MapReduce Reducer

Summary -

In this topic, we described about the Reducer with detailed example.

In MapReduce algorithm, reducers are the second phase of processing. Reducers is used for final summation and aggregation. After the map phase is over, all the intermediate values for the intermediate keys are combined into a list.

Reducer takes the intermediate (key, value pairs) output stored in local disk from the mapper as input. Reducer task, which takes the output from a mapper as an input and combines those data tuples into a smaller set of tuples. There may be single or multiple reducers.

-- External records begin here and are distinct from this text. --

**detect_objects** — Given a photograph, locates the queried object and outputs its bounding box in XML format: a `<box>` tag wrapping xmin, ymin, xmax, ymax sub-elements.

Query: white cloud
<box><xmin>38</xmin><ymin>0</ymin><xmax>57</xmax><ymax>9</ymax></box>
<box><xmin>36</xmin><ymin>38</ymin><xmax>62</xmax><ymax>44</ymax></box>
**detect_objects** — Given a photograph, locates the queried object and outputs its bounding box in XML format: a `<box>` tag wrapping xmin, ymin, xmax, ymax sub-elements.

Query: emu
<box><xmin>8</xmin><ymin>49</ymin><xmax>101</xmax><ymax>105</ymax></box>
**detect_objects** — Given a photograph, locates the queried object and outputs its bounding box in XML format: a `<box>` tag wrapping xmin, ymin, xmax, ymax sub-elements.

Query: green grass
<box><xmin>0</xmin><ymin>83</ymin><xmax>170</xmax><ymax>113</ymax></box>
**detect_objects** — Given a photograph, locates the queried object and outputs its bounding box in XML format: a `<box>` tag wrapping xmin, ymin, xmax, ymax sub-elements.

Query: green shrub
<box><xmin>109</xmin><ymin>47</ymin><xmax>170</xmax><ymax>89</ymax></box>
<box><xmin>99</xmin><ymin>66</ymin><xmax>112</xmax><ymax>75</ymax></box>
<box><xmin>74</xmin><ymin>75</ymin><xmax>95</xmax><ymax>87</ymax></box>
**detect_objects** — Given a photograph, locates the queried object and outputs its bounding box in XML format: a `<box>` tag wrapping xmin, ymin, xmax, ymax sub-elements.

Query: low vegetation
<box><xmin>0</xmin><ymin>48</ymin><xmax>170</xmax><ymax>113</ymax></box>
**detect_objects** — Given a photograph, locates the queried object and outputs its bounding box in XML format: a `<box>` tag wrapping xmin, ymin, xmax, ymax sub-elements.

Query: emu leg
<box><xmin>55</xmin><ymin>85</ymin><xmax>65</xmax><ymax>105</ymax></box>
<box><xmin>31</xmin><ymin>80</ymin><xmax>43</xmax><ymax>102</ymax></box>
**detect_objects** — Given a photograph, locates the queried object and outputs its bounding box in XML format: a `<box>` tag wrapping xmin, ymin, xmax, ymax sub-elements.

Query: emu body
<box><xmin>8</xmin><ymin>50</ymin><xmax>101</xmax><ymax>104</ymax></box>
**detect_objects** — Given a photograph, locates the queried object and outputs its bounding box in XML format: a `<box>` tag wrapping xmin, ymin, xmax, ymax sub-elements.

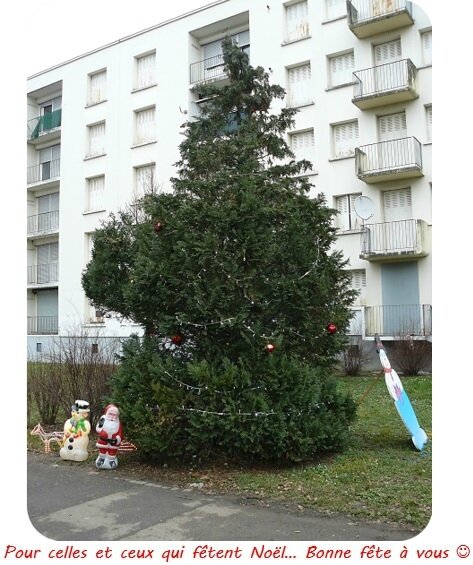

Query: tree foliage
<box><xmin>82</xmin><ymin>40</ymin><xmax>354</xmax><ymax>459</ymax></box>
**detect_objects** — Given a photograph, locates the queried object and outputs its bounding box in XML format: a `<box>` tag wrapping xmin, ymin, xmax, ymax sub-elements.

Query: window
<box><xmin>135</xmin><ymin>163</ymin><xmax>156</xmax><ymax>198</ymax></box>
<box><xmin>328</xmin><ymin>51</ymin><xmax>355</xmax><ymax>88</ymax></box>
<box><xmin>286</xmin><ymin>1</ymin><xmax>309</xmax><ymax>41</ymax></box>
<box><xmin>332</xmin><ymin>120</ymin><xmax>358</xmax><ymax>159</ymax></box>
<box><xmin>383</xmin><ymin>188</ymin><xmax>412</xmax><ymax>222</ymax></box>
<box><xmin>325</xmin><ymin>0</ymin><xmax>347</xmax><ymax>20</ymax></box>
<box><xmin>288</xmin><ymin>63</ymin><xmax>313</xmax><ymax>108</ymax></box>
<box><xmin>372</xmin><ymin>39</ymin><xmax>402</xmax><ymax>92</ymax></box>
<box><xmin>420</xmin><ymin>30</ymin><xmax>432</xmax><ymax>65</ymax></box>
<box><xmin>87</xmin><ymin>70</ymin><xmax>107</xmax><ymax>106</ymax></box>
<box><xmin>37</xmin><ymin>144</ymin><xmax>61</xmax><ymax>181</ymax></box>
<box><xmin>373</xmin><ymin>39</ymin><xmax>402</xmax><ymax>66</ymax></box>
<box><xmin>349</xmin><ymin>269</ymin><xmax>366</xmax><ymax>290</ymax></box>
<box><xmin>289</xmin><ymin>129</ymin><xmax>315</xmax><ymax>169</ymax></box>
<box><xmin>425</xmin><ymin>104</ymin><xmax>432</xmax><ymax>141</ymax></box>
<box><xmin>135</xmin><ymin>52</ymin><xmax>156</xmax><ymax>90</ymax></box>
<box><xmin>33</xmin><ymin>241</ymin><xmax>59</xmax><ymax>284</ymax></box>
<box><xmin>84</xmin><ymin>232</ymin><xmax>94</xmax><ymax>265</ymax></box>
<box><xmin>85</xmin><ymin>175</ymin><xmax>105</xmax><ymax>212</ymax></box>
<box><xmin>134</xmin><ymin>106</ymin><xmax>156</xmax><ymax>145</ymax></box>
<box><xmin>335</xmin><ymin>193</ymin><xmax>361</xmax><ymax>231</ymax></box>
<box><xmin>86</xmin><ymin>122</ymin><xmax>105</xmax><ymax>157</ymax></box>
<box><xmin>36</xmin><ymin>192</ymin><xmax>59</xmax><ymax>232</ymax></box>
<box><xmin>199</xmin><ymin>30</ymin><xmax>250</xmax><ymax>82</ymax></box>
<box><xmin>378</xmin><ymin>112</ymin><xmax>407</xmax><ymax>141</ymax></box>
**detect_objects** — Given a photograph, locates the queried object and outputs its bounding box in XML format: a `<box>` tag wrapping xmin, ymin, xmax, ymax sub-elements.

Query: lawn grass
<box><xmin>28</xmin><ymin>374</ymin><xmax>432</xmax><ymax>532</ymax></box>
<box><xmin>221</xmin><ymin>376</ymin><xmax>432</xmax><ymax>531</ymax></box>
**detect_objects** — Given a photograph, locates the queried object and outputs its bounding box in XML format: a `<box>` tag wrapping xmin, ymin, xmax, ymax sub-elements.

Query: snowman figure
<box><xmin>59</xmin><ymin>400</ymin><xmax>90</xmax><ymax>461</ymax></box>
<box><xmin>95</xmin><ymin>404</ymin><xmax>123</xmax><ymax>469</ymax></box>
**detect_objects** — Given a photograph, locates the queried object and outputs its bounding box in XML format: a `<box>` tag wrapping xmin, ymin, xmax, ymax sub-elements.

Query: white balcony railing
<box><xmin>27</xmin><ymin>210</ymin><xmax>59</xmax><ymax>236</ymax></box>
<box><xmin>27</xmin><ymin>261</ymin><xmax>59</xmax><ymax>285</ymax></box>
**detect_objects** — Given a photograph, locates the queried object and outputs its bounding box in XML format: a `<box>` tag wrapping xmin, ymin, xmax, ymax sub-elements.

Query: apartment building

Several reducers can run in parallel since they are independent of each other. All the values associated with an intermediate key are guaranteed to go to the same reducer. The intermediate key and their value lists are passed to the reducer in sorted key order.

The reducer outputs zero or more final key/value pairs and these are written to HDFS.

Reducer has 3 phases -

Shuffle - Output from the mapper is shuffled from all the mappers.
Sort - Sorting is done in parallel with shuffle phase where the input from different mappers is sorted.
Reduce - Reducer task aggerates the key value pair and gives the required output based on the business logic implemented. The output of reducer is written on HDFS and is not sorted.

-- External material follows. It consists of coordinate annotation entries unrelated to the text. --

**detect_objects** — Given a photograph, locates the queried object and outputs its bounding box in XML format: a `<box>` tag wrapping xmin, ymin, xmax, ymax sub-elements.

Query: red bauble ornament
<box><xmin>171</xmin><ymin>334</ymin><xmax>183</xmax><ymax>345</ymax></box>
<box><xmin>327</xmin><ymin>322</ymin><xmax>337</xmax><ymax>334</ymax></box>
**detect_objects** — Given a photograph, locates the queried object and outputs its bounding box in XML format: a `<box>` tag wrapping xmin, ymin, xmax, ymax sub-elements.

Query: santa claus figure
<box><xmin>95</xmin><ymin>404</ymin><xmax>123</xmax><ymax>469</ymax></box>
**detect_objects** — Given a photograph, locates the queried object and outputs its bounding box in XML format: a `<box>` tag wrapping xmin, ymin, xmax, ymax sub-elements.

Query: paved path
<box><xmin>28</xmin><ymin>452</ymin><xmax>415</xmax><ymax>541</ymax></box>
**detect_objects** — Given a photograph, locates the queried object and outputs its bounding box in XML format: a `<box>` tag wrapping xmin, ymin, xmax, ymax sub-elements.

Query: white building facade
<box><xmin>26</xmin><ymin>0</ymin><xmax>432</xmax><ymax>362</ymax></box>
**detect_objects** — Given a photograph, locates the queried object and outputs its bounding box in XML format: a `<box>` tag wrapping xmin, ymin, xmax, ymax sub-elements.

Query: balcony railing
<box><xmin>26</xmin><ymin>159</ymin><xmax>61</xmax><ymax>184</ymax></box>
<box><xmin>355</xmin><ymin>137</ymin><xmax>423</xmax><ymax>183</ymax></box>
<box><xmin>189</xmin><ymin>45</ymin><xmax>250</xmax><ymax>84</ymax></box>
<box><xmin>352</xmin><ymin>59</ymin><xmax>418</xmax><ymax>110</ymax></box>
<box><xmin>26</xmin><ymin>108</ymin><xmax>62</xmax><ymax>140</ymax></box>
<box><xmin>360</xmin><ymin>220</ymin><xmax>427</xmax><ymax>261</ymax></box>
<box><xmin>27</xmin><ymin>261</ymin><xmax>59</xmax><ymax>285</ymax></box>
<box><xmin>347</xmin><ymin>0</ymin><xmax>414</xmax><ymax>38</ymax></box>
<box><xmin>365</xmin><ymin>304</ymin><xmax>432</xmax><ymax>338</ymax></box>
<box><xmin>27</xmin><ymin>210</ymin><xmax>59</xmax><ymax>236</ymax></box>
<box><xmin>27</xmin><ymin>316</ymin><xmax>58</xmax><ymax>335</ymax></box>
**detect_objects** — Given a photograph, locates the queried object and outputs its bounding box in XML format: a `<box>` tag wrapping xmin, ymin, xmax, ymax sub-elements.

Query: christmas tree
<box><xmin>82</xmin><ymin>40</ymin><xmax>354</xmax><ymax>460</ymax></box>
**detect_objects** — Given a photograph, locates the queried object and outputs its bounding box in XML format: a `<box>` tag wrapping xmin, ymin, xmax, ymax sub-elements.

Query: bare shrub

With the help of Job.setNumreduceTasks(int) the user set the number of reducers for the job. The number of reducers are calculated lke below -

Number of reducers = <0.95 or 1.75>
 * <no. of nodes> * <no. of the maximum
  container per node>.

With 0.95, all reducers immediately start transferring map outputs as the maps finish. With 1.75, the first round of reducers is finished by the faster nodes and second round of reducers is launched doing a much better job of load balancing.